Sentiment Analysis and Machine Learning for Understanding Researcher Affect
This project will focus on creating a system that identifies the key emotions (e.g. discord, frustration, elation, surprise, boredom) which are most prominent in research discourse. The ProQuest Sentiment Analysis student team will deliver an end-to-end system/engine that reliably extracts author sentiment from ProQuest content.
The Sponsor, ProQuest, is a content aggregator and research and learning hub for students, librarians, instructors, and researchers. New methods for exploring and analyzing large amounts of text data are changing the way our users and buyers access and analyze our content. Accurate affect analysis of historic and contemporary research is critical for: 1) Buyers who are identifying valuable potential content for their collections and 2) Researchers and students for whom sentiment vectors are valuable in their Machine Learning and NLP research.
This project will focus on identifying the key emotions (e.g. discord, frustration, elation, surprise, boredom) which are most prominent in research discourse.
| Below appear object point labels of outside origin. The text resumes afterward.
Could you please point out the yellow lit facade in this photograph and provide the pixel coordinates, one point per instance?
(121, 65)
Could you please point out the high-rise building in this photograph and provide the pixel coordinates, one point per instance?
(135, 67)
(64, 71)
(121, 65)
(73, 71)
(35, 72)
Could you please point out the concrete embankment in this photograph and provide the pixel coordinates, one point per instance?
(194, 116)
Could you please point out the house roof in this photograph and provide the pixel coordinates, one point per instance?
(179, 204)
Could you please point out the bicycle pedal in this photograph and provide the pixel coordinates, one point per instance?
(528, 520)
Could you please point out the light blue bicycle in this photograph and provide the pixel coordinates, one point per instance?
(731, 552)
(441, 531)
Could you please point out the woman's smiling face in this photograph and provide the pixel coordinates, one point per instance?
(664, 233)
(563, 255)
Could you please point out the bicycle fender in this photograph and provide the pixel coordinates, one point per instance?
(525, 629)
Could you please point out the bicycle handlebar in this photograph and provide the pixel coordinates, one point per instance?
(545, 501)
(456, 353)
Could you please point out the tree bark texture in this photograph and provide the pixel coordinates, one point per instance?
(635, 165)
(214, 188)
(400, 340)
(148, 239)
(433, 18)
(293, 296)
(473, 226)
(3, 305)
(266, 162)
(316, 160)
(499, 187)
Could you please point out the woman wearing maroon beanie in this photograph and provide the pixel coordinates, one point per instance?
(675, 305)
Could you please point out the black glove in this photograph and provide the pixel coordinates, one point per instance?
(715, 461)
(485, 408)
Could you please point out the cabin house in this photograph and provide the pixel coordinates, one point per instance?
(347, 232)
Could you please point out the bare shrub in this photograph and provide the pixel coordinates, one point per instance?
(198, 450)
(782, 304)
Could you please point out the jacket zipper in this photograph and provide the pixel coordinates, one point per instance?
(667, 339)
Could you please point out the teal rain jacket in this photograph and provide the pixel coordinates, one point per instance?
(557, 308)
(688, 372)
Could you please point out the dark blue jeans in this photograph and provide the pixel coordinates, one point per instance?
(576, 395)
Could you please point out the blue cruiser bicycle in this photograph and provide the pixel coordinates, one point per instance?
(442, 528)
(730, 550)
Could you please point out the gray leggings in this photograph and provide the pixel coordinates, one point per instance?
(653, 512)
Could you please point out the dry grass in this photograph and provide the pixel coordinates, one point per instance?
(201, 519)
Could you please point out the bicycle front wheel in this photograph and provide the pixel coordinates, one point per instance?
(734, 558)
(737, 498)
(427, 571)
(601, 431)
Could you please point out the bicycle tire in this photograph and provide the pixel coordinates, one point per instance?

The team will use publicly available and ProQuest-proprietary datasets, including Dissertations, EBooks, Journal Articles and Newspapers. There are several Machine Learning and Natural Language Processing challenges to this task. These challenges include:
● Identifying the key affective states in research debates and discourse.
● Mapping discrete affective states to valance and arousal vectors.
● Creatively designing machine learning features to exploit and augment results from underlying sentiment analysis methods.
● Developing techniques that are robust to varying content types.
● Addressing scalability concerns for large-scale unsupervised learning tasks.